The other way you may testify is at trial. The first thing you absolutely must understand is that the first time you testify, you will be nervous. You’ll begin to wonder if you are properly prepared. Are your conclusions correct? Did you miss anything? Don’t worry; each time you do this, it gets easier. Next, remember that the opposing counsel, by definition, disagrees with you and wants to trip you up. It might be helpful to remind yourself, “The opposing counsel’s default position is that I am both incompetent and a liar.” Now that is a bit harsh, and probably an overstatement, but if you start from that premise you will be prepared for the opposing counsel’s questions. Don’t be too upset if he or she is trying to make you look bad. It is not personal.

The secret to deposition and trial testimony is simple: Be prepared. You should not only make certain your forensic process is done correctly and well documented, including liberal use of charts, diagrams, and other graphics, but also prepare before you testify. Go over your report and your notes again. Often, your attorney will prep you, particularly if you have never testified before. Try to look objectively at your own report to see if there is anything the opposing counsel might use against you. Are there alternative ways to interpret the evidence? If so, why did you reject them?

The most important things on the stand are to keep calm and tell the truth. Obviously, any lie, even a very minor one that is not directly related to your investigation, would be devastating. But becoming agitated or angry on the stand can also undermine your credibility.

In addition to U.S. Federal Rule 702, there are several other U.S. Federal Rules related to expert witness testimony at trial. They are listed and very briefly described here:

  • Rule 703, Admissibility of Facts: An expert may base an opinion on facts or data that the expert has been made aware of or personally observed.
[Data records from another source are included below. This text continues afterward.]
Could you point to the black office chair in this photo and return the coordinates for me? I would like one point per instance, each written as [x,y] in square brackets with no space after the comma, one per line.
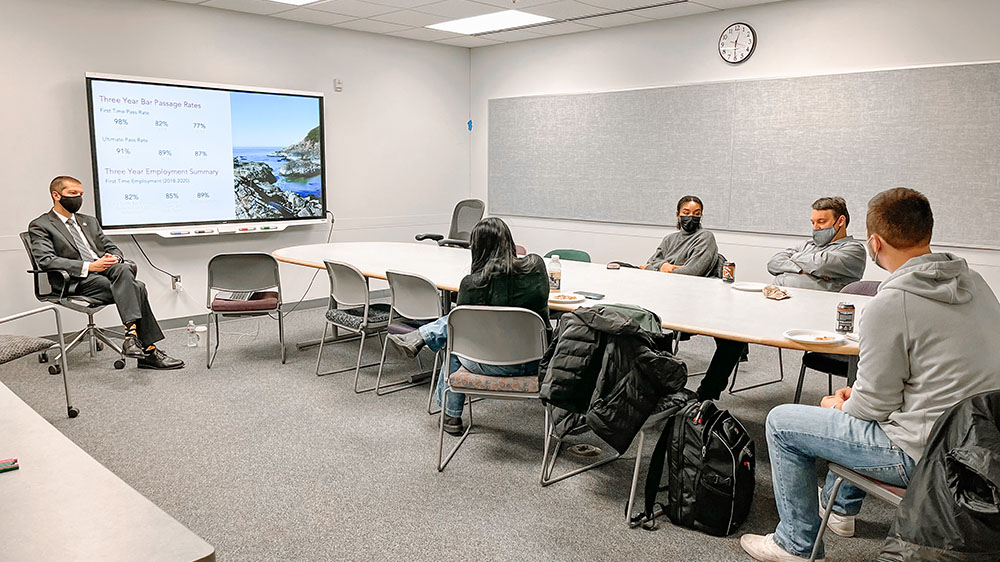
[467,214]
[96,337]
[829,363]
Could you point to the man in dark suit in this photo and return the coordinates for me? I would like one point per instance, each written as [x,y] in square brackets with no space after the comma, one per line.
[63,239]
If experts in the particular field would reasonably rely on those kinds of facts or data in forming an opinion on the subject, they need not be admissible for the opinion to be admitted. But if the facts or data would otherwise be inadmissible, the proponent of the opinion may disclose them to the jury only if their probative value in helping the jury evaluate the opinion substantially outweighs their prejudicial effect.

  • Rule 704, Opinion on Ultimate Issue: An opinion is not objectionable just because it embraces an ultimate issue. In other words, an expert witness can, in many cases, offer an opinion as to the ultimate issue in a case.

  • Rule 705, Disclosing Underlying Facts for Opinion: Unless the court orders otherwise, an expert may state an opinion—and give the reasons for it—without first testifying to the underlying facts or data. But the expert may be required to disclose those facts or data on cross-examination. Essentially, the expert can state his or her opinion without first giving the underlying facts, but should expect to be questioned on those facts at some point.

  • Rule 706, Court-Appointed Expert: This rule covers the appointment of a neutral expert to advise the court. Such experts are not working for the plaintiff or the defendant, but rather for the court.

  • Rule 401, Relevance of Evidence: Evidence is relevant if: (a) it has any tendency to make a fact more or less probable than it would be without the evidence; and (b) the fact is of consequence in determining the action.